For appetite control, a low-fat, plant-based diet has advantages over a low-carbohydrate, animal-based ketogenic diet, although the keto diet wins when it comes to keeping post-meal glucose and insulin levels in check, new research suggests.
In a highly controlled crossover study conducted at the National Institutes of Health (NIH), people consumed fewer daily calories when on a low-fat, plant-based diet, but their insulin and blood glucose levels were higher than when they followed a low-carbohydrate, animal-based diet.

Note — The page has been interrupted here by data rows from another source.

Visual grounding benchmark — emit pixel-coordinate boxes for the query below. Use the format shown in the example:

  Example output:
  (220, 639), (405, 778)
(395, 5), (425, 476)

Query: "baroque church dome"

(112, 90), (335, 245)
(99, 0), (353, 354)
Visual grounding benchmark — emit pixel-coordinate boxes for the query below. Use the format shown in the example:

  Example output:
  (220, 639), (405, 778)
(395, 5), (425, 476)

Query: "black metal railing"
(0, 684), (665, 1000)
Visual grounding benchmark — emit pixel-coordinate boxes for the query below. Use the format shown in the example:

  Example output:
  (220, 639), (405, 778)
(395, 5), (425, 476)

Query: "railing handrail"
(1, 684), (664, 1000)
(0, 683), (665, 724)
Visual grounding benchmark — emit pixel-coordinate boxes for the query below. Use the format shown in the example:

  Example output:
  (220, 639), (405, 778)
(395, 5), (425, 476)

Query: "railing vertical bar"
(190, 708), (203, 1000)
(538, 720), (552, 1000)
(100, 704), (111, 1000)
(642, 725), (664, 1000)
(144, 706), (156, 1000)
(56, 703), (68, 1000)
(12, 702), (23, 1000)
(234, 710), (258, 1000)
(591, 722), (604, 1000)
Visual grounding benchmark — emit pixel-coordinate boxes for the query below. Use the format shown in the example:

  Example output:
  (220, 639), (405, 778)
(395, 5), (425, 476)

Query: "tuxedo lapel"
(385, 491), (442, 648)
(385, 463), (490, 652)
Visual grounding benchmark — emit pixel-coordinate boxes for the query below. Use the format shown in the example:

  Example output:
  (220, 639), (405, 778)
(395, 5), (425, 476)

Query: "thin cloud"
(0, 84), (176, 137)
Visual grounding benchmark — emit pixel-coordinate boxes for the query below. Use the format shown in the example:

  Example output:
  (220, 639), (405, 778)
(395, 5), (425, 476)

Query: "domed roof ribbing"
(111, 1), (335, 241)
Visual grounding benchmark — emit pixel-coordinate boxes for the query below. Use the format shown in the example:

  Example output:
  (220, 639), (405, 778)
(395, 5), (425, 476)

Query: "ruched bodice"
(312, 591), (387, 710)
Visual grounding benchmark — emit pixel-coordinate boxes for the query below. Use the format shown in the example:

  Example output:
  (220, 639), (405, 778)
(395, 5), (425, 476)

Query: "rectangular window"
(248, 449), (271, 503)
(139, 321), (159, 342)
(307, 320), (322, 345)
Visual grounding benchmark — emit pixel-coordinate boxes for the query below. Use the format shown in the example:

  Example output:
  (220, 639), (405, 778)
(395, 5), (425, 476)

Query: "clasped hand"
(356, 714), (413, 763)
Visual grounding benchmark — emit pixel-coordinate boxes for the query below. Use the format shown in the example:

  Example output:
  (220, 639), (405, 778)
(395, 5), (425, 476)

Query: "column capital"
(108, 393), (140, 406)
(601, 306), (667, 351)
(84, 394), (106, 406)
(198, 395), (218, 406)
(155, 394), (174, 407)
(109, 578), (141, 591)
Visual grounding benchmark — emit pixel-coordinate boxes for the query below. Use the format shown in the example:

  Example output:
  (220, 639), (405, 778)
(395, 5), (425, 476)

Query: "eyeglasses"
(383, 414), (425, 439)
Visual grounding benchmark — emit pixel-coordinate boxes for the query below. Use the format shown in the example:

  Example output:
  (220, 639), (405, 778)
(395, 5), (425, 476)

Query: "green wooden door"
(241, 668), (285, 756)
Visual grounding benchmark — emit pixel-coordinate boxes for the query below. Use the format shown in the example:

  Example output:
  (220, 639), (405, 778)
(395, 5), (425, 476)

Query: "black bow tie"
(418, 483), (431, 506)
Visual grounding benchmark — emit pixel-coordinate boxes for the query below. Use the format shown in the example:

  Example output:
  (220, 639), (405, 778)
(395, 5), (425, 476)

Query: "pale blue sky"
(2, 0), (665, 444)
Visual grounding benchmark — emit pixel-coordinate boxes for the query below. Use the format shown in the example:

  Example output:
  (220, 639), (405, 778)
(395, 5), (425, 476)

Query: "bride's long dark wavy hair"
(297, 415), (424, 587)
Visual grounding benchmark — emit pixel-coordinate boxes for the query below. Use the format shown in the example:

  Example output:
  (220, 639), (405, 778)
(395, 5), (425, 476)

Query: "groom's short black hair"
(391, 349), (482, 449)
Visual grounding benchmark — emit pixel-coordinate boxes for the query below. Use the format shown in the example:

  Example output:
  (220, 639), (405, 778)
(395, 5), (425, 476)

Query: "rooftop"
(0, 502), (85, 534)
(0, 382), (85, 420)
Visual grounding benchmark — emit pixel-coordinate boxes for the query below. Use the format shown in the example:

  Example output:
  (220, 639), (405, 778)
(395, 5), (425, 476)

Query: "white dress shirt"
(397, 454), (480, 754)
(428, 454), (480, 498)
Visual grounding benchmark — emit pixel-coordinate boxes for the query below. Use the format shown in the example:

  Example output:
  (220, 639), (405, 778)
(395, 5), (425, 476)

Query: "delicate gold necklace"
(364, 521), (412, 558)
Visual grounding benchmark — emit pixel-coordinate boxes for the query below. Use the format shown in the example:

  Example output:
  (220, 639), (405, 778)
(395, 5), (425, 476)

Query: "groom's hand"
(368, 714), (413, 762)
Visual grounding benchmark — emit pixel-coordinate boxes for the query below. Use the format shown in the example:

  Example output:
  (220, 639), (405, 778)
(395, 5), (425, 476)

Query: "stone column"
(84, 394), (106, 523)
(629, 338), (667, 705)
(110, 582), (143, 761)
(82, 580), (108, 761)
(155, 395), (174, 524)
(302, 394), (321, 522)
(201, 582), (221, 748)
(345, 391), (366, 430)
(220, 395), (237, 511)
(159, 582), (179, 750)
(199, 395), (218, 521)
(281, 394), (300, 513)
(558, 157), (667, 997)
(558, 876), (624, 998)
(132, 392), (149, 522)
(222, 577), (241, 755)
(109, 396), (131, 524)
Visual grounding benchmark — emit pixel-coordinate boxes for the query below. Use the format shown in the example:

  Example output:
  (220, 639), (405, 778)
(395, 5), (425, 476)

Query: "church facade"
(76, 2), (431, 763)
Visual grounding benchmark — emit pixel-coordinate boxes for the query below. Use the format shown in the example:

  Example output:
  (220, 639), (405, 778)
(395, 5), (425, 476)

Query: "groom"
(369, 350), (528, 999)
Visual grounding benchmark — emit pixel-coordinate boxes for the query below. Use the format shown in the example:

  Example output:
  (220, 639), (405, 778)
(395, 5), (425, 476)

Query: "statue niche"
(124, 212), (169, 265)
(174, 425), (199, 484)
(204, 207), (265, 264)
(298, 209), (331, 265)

"There is this somewhat outdated idea now that higher-fat diets, because they have more calories per gram, tend to make people overeat ― something called the passive overconsumption model," senior investigator Kevin Hall, PhD, National Institute of Diabetes and Digestive and Kidney Diseases (NIDDK), told Medscape Medical News.
The other more popular model these days, he explained, is the carbohydrate-insulin model, which holds that following a diet high in carbohydrates and sugar that causes insulin levels to spike will increase hunger and cause a person to overeat.
In this study, Hall and colleagues tested these two hypotheses head to head.
"The short answer is that we got exactly the opposite predictions from the carbohydrate-insulin model of obesity. In other words, instead of making people eat more and gaining weight and body fat, they actually ended up eating less on that diet and losing body fat compared to the higher-fat diet," Hall said.